Dianne Sika-Paotonu, an immunologist and senior lecturer at the University of Otago, said there needed to be specific targets of at least 90-95% for Maori and people from the Pacific Islands, whose vaccination rates also lag the general population. The failure to do so will have consequences that “will be far reaching and will speak to generations to come,” Sika-Paotonu said.
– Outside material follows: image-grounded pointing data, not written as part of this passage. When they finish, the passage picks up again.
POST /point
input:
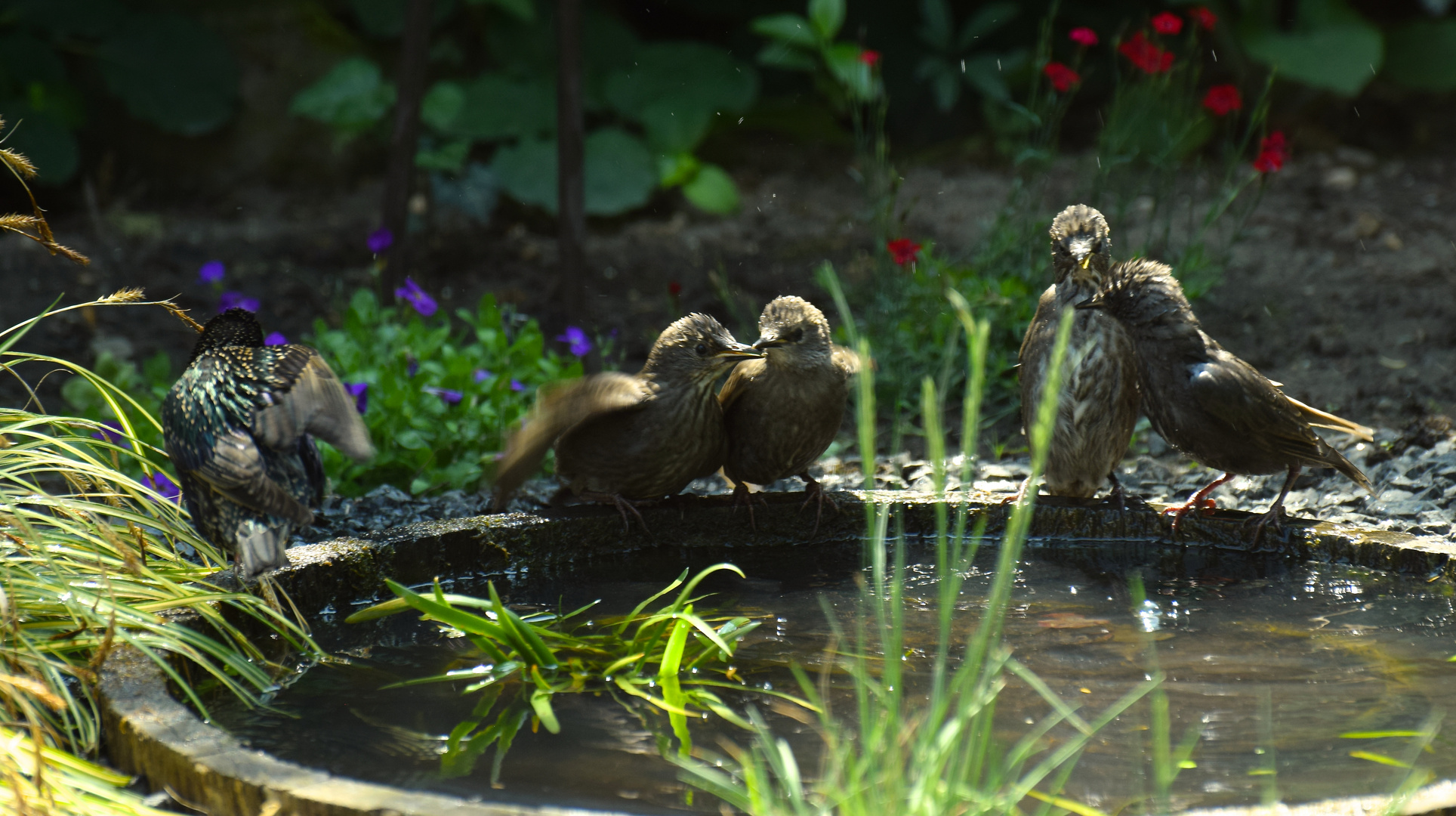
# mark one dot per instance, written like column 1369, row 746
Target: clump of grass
column 92, row 558
column 670, row 659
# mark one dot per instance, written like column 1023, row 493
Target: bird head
column 698, row 348
column 1081, row 245
column 794, row 332
column 1140, row 292
column 233, row 326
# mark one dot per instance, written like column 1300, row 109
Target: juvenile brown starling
column 629, row 437
column 1208, row 403
column 1100, row 395
column 782, row 411
column 239, row 428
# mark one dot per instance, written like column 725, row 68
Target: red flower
column 1273, row 153
column 1062, row 78
column 1167, row 22
column 1146, row 56
column 902, row 249
column 1223, row 98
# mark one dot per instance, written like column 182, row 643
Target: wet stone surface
column 1414, row 489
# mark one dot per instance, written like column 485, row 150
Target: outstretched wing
column 298, row 394
column 558, row 410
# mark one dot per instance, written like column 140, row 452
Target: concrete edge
column 152, row 734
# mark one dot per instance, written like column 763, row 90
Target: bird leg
column 1198, row 502
column 814, row 491
column 742, row 496
column 1272, row 516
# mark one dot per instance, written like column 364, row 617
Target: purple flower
column 580, row 346
column 210, row 273
column 113, row 436
column 417, row 298
column 165, row 487
column 450, row 397
column 381, row 241
column 236, row 301
column 360, row 392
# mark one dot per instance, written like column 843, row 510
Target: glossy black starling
column 1100, row 395
column 1208, row 403
column 782, row 411
column 631, row 437
column 239, row 428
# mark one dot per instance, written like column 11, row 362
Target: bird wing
column 1236, row 394
column 301, row 395
column 1330, row 422
column 558, row 410
column 743, row 373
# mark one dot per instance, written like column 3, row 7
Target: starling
column 784, row 410
column 239, row 428
column 1100, row 395
column 632, row 437
column 1208, row 403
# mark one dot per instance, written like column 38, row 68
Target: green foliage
column 648, row 104
column 942, row 66
column 522, row 663
column 166, row 69
column 492, row 359
column 1331, row 45
column 351, row 98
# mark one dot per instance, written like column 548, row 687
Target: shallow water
column 1331, row 649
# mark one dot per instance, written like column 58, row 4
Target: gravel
column 1413, row 471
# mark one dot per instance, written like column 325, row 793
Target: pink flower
column 902, row 249
column 1273, row 153
column 1146, row 56
column 1167, row 22
column 1062, row 78
column 1223, row 98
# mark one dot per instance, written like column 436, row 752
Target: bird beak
column 739, row 351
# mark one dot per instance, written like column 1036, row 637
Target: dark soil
column 1343, row 287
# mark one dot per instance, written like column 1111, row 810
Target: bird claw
column 814, row 491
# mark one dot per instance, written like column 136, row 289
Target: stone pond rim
column 152, row 734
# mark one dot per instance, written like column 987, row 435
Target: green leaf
column 171, row 70
column 350, row 98
column 497, row 107
column 849, row 70
column 787, row 28
column 673, row 171
column 828, row 17
column 986, row 20
column 671, row 128
column 712, row 190
column 1423, row 56
column 442, row 104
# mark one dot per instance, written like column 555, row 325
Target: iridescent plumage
column 239, row 428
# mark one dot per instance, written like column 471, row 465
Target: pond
column 1270, row 662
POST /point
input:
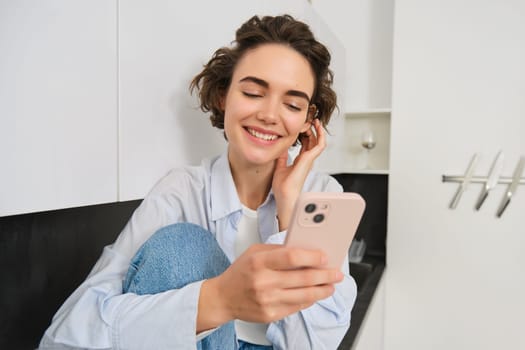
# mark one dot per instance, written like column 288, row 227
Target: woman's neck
column 253, row 182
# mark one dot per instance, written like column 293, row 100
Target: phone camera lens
column 310, row 208
column 318, row 218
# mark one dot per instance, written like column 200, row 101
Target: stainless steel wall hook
column 489, row 182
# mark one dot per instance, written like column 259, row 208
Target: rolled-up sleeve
column 98, row 315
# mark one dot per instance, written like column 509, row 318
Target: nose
column 269, row 111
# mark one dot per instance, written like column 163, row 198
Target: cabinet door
column 455, row 278
column 58, row 104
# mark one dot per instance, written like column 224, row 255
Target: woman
column 200, row 264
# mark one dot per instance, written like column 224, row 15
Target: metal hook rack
column 489, row 181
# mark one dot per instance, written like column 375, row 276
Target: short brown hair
column 214, row 80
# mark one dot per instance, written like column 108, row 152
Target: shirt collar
column 224, row 199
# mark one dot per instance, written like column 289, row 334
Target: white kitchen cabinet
column 58, row 104
column 162, row 45
column 455, row 277
column 365, row 30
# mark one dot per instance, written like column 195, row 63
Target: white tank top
column 248, row 234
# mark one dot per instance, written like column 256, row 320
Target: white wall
column 364, row 27
column 94, row 100
column 58, row 104
column 161, row 49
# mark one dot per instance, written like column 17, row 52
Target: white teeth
column 262, row 136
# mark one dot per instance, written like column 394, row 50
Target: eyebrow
column 266, row 85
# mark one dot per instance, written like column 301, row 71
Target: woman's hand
column 265, row 284
column 288, row 181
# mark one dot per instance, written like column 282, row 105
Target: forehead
column 279, row 65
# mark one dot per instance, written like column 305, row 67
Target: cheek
column 295, row 125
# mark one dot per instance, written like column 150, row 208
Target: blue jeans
column 177, row 255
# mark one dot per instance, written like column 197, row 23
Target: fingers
column 314, row 139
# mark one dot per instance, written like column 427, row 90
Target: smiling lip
column 260, row 135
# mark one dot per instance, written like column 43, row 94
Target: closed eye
column 249, row 94
column 294, row 108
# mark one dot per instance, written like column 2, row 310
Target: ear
column 222, row 102
column 312, row 113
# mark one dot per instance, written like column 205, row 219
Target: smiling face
column 267, row 104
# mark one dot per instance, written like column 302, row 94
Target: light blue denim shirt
column 99, row 316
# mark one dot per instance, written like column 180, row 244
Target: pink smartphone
column 326, row 221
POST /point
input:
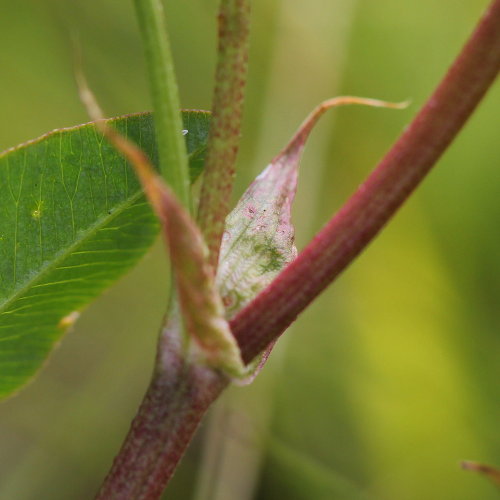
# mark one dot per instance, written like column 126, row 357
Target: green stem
column 168, row 122
column 223, row 142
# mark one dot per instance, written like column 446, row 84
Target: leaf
column 295, row 475
column 202, row 309
column 258, row 238
column 73, row 219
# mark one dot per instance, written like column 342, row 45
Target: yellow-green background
column 391, row 377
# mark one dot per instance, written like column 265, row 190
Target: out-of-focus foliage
column 390, row 378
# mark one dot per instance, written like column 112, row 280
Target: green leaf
column 73, row 219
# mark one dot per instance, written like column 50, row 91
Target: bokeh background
column 391, row 377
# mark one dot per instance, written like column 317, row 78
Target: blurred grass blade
column 297, row 475
column 73, row 219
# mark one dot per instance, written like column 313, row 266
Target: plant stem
column 223, row 141
column 380, row 196
column 181, row 390
column 177, row 398
column 168, row 123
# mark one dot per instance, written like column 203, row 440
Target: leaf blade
column 71, row 207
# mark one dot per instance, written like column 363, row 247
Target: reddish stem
column 379, row 197
column 178, row 396
column 181, row 392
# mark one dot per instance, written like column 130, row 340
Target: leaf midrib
column 85, row 235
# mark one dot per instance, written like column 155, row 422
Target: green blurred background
column 391, row 377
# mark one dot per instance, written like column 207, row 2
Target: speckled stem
column 223, row 141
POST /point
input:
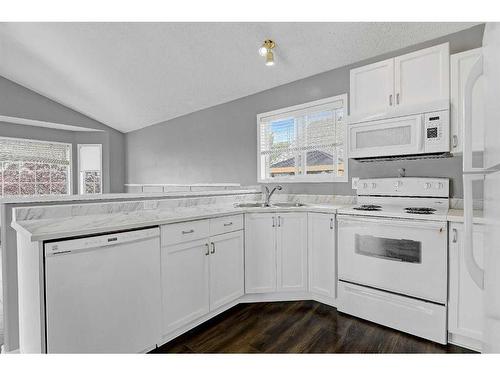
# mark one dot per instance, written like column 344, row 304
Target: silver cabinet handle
column 208, row 249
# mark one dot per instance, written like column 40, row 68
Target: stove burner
column 420, row 210
column 368, row 207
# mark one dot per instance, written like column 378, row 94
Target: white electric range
column 393, row 255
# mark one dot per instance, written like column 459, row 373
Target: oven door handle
column 346, row 219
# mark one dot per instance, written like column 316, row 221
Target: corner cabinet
column 461, row 64
column 275, row 252
column 322, row 256
column 465, row 304
column 201, row 268
column 409, row 82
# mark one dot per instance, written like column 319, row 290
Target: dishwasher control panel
column 80, row 244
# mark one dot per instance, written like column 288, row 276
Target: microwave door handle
column 475, row 272
column 421, row 136
column 475, row 72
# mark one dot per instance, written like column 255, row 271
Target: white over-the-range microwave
column 414, row 135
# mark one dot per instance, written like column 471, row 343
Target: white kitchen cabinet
column 260, row 253
column 226, row 268
column 291, row 247
column 406, row 84
column 201, row 275
column 372, row 88
column 465, row 305
column 275, row 252
column 322, row 255
column 422, row 76
column 185, row 283
column 461, row 64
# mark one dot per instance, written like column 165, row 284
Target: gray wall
column 18, row 101
column 219, row 144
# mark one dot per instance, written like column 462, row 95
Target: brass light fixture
column 267, row 51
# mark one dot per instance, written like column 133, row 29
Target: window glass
column 90, row 168
column 303, row 143
column 29, row 167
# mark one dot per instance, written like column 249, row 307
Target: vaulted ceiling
column 132, row 75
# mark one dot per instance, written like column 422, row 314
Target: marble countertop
column 100, row 197
column 457, row 216
column 50, row 229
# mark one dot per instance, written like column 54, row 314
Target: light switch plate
column 150, row 204
column 355, row 181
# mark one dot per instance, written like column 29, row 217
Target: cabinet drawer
column 226, row 224
column 182, row 232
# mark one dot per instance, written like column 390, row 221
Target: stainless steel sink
column 288, row 204
column 273, row 205
column 250, row 205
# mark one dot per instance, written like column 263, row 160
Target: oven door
column 402, row 256
column 389, row 137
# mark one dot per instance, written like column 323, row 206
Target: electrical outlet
column 150, row 204
column 355, row 181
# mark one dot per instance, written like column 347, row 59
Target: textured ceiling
column 131, row 75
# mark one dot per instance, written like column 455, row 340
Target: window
column 29, row 167
column 90, row 169
column 304, row 143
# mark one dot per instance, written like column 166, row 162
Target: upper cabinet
column 415, row 82
column 372, row 88
column 461, row 64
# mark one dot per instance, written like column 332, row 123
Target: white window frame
column 316, row 105
column 79, row 169
column 70, row 169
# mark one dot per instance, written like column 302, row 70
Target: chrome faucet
column 269, row 194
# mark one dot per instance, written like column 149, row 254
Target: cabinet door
column 461, row 64
column 292, row 251
column 226, row 268
column 422, row 76
column 322, row 259
column 260, row 253
column 372, row 88
column 466, row 299
column 185, row 283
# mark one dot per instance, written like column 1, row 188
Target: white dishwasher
column 102, row 293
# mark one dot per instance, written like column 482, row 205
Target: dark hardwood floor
column 296, row 327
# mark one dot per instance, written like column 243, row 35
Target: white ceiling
column 132, row 75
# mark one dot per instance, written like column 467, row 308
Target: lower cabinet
column 275, row 252
column 291, row 246
column 226, row 269
column 185, row 283
column 465, row 304
column 322, row 255
column 260, row 253
column 200, row 276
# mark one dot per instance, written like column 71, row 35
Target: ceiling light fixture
column 267, row 51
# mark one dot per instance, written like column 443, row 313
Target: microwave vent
column 404, row 157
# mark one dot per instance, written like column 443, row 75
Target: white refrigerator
column 488, row 278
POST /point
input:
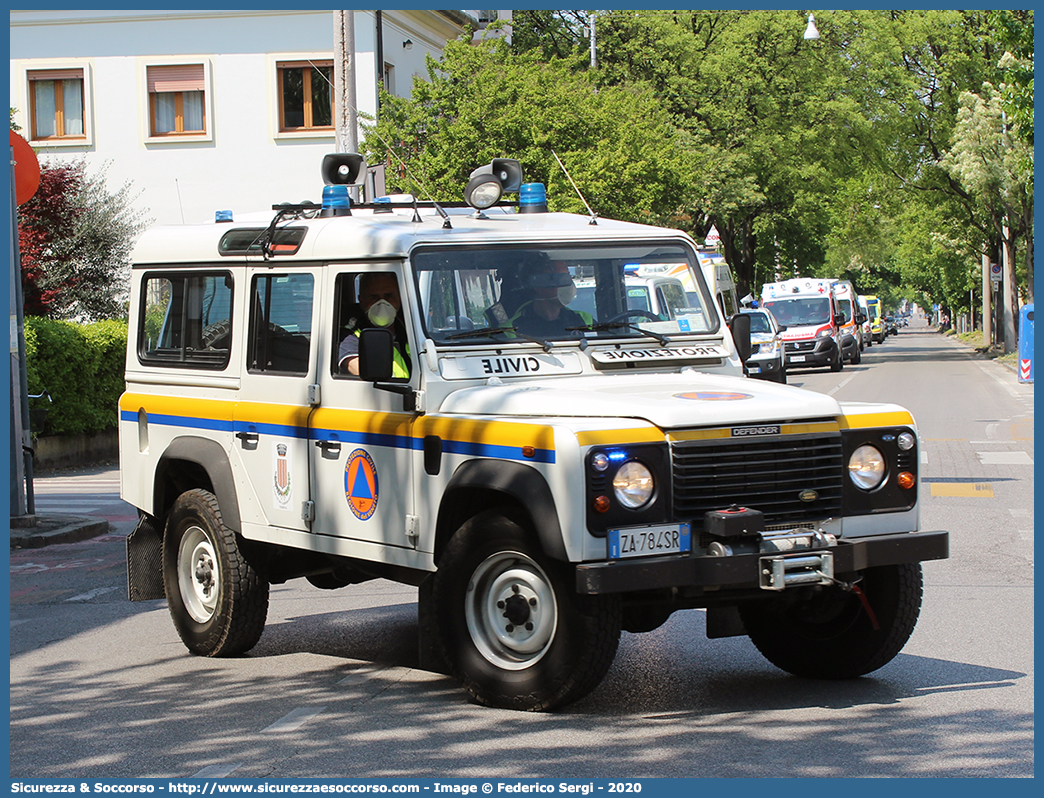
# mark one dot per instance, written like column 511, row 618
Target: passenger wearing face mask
column 381, row 305
column 546, row 314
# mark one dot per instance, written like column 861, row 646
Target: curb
column 1011, row 367
column 52, row 529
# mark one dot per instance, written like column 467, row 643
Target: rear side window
column 281, row 324
column 186, row 320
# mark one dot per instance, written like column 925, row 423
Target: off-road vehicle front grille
column 777, row 475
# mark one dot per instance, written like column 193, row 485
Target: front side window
column 572, row 291
column 56, row 103
column 281, row 324
column 186, row 320
column 176, row 99
column 305, row 95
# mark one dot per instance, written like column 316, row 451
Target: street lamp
column 811, row 31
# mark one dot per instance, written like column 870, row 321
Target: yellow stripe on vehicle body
column 876, row 419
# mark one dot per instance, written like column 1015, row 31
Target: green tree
column 75, row 238
column 482, row 102
column 991, row 163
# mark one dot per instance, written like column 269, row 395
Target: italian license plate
column 646, row 541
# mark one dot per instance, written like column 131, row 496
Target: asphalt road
column 102, row 688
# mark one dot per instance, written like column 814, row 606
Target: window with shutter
column 56, row 103
column 176, row 99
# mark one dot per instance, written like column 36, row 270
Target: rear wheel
column 217, row 601
column 511, row 624
column 829, row 633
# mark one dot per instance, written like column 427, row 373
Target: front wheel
column 217, row 601
column 511, row 624
column 838, row 362
column 831, row 633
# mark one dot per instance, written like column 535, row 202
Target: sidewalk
column 46, row 529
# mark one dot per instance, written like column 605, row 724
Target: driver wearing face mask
column 545, row 314
column 381, row 305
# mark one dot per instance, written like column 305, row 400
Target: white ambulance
column 355, row 392
column 807, row 307
column 852, row 342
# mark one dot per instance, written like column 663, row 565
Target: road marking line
column 216, row 771
column 92, row 593
column 292, row 721
column 1004, row 459
column 839, row 385
column 963, row 490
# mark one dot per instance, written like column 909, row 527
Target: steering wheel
column 633, row 313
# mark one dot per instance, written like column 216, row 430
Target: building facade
column 206, row 111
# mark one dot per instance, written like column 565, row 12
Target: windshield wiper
column 601, row 326
column 484, row 331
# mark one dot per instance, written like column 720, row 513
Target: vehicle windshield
column 759, row 323
column 561, row 292
column 798, row 312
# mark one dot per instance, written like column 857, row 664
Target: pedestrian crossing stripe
column 963, row 490
column 360, row 485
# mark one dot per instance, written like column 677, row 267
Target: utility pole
column 594, row 61
column 987, row 309
column 343, row 83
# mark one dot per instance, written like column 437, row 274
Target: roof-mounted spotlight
column 341, row 168
column 489, row 183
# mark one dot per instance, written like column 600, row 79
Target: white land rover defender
column 546, row 477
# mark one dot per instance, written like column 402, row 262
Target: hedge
column 81, row 367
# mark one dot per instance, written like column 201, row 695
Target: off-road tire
column 827, row 633
column 218, row 602
column 493, row 567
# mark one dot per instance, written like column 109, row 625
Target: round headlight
column 633, row 485
column 867, row 467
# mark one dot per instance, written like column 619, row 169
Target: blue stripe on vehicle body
column 354, row 438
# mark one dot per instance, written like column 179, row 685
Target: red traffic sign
column 26, row 168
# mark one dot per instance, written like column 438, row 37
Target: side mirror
column 739, row 325
column 375, row 354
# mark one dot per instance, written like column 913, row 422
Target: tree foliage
column 483, row 101
column 824, row 157
column 74, row 240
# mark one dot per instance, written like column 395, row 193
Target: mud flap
column 145, row 561
column 429, row 653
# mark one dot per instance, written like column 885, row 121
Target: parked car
column 767, row 360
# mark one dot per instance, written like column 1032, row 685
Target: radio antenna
column 594, row 216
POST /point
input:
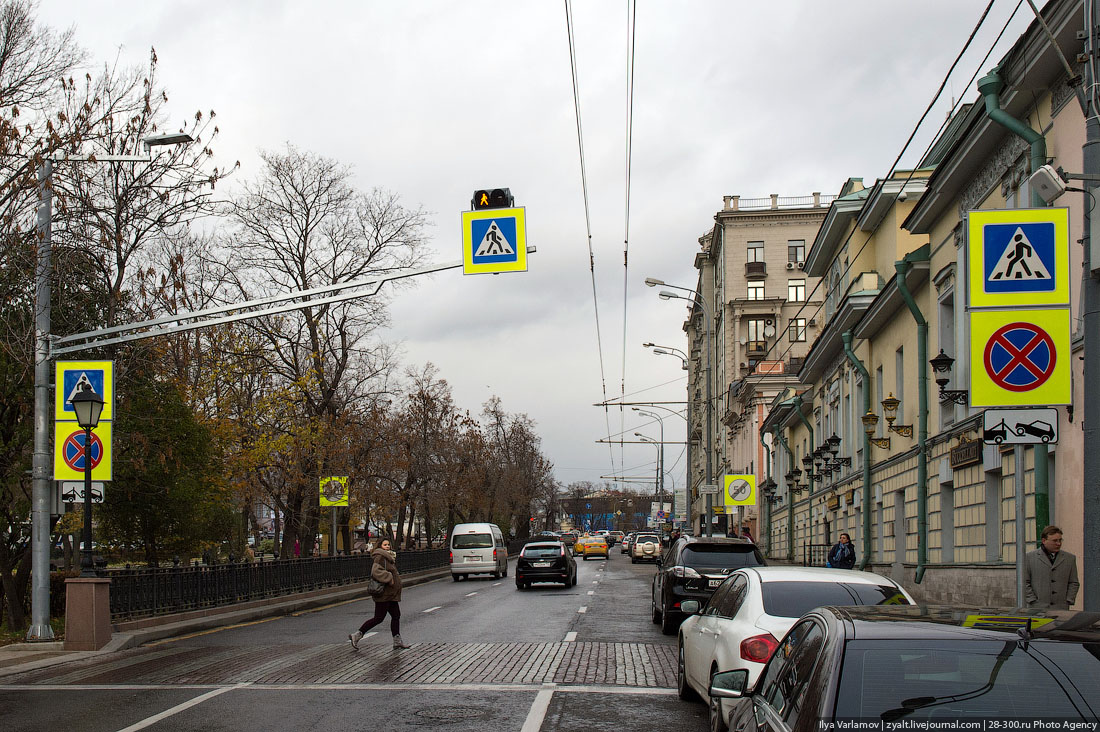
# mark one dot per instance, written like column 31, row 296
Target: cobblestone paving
column 606, row 664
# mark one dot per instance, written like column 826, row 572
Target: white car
column 741, row 623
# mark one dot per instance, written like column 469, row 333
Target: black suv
column 692, row 568
column 920, row 666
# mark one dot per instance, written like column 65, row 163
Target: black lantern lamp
column 942, row 367
column 88, row 405
column 890, row 405
column 870, row 422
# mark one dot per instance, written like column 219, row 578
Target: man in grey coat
column 1051, row 574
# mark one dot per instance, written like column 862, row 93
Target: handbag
column 375, row 588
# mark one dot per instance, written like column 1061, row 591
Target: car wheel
column 683, row 689
column 717, row 722
column 669, row 624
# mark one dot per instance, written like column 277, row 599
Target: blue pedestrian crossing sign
column 1019, row 258
column 494, row 240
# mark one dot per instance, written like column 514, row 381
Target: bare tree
column 301, row 225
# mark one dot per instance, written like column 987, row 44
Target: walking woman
column 384, row 570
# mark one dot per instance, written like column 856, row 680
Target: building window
column 796, row 330
column 755, row 252
column 796, row 250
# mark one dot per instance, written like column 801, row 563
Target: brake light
column 686, row 572
column 759, row 648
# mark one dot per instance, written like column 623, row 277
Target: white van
column 477, row 549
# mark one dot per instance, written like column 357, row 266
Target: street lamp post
column 659, row 479
column 40, row 629
column 696, row 299
column 88, row 405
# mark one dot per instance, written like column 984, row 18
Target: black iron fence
column 146, row 591
column 814, row 555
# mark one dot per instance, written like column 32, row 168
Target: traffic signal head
column 492, row 198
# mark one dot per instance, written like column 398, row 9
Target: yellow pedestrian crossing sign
column 739, row 490
column 494, row 240
column 333, row 490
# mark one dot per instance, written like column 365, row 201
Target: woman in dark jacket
column 384, row 569
column 843, row 554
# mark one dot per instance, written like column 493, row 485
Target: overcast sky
column 433, row 99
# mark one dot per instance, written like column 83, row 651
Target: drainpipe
column 810, row 503
column 766, row 503
column 790, row 499
column 846, row 337
column 922, row 422
column 990, row 87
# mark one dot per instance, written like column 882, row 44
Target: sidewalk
column 21, row 657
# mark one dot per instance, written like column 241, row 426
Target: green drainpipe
column 846, row 337
column 790, row 499
column 990, row 87
column 922, row 422
column 766, row 503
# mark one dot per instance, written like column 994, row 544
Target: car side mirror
column 729, row 685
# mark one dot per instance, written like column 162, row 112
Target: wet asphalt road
column 484, row 655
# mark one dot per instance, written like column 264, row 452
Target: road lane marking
column 178, row 708
column 538, row 712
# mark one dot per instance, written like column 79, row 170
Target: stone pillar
column 87, row 613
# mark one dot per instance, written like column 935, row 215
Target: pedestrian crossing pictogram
column 1020, row 261
column 494, row 242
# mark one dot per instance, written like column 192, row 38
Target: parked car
column 625, row 547
column 595, row 546
column 692, row 569
column 545, row 561
column 646, row 547
column 740, row 625
column 921, row 665
column 477, row 549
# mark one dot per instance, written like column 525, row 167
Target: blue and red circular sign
column 73, row 450
column 1020, row 357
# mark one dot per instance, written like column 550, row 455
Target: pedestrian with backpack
column 386, row 590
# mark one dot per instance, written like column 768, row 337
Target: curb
column 125, row 640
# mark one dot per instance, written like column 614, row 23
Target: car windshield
column 971, row 679
column 796, row 599
column 473, row 541
column 719, row 555
column 541, row 552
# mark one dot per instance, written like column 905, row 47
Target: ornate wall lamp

There are a number of reasons behind the low vaccination rate for Maori, including a lower median age. Younger people were the last to become eligible to receive the Pfizer Inc.-BioNTech vaccine, which is currently only approved from the age of 12 in New Zealand.

But Tamihere said a cocktail of socio-economic factors and a deep distrust of government advice are also among the causes.

“Any knocks on the door that they get are from bailiffs, corrections, police, child services and welfare services,” he said. “Anything to do with the state is a bad experience.”

Maori Slam New Zealand’s Plan to Open Up at 90% Vaccination Rate

Ardern, whose Labour Party has pledged to champion Maori equality, had been reluctant to set a vaccination target precisely because she did not want to leave anyone behind. 

She relented after calls for more clarity on the path toward re-opening, and insists the targets for health boards will ensure good vaccination rates “no matter who you are.”

Maori leaders are unconvinced. 

“The prime minister says no one will be left behind; what she means is no one will be left behind except for Maori,” said Maori Party co-leader Rawiri Waititi. “Let the Squid Games begin.”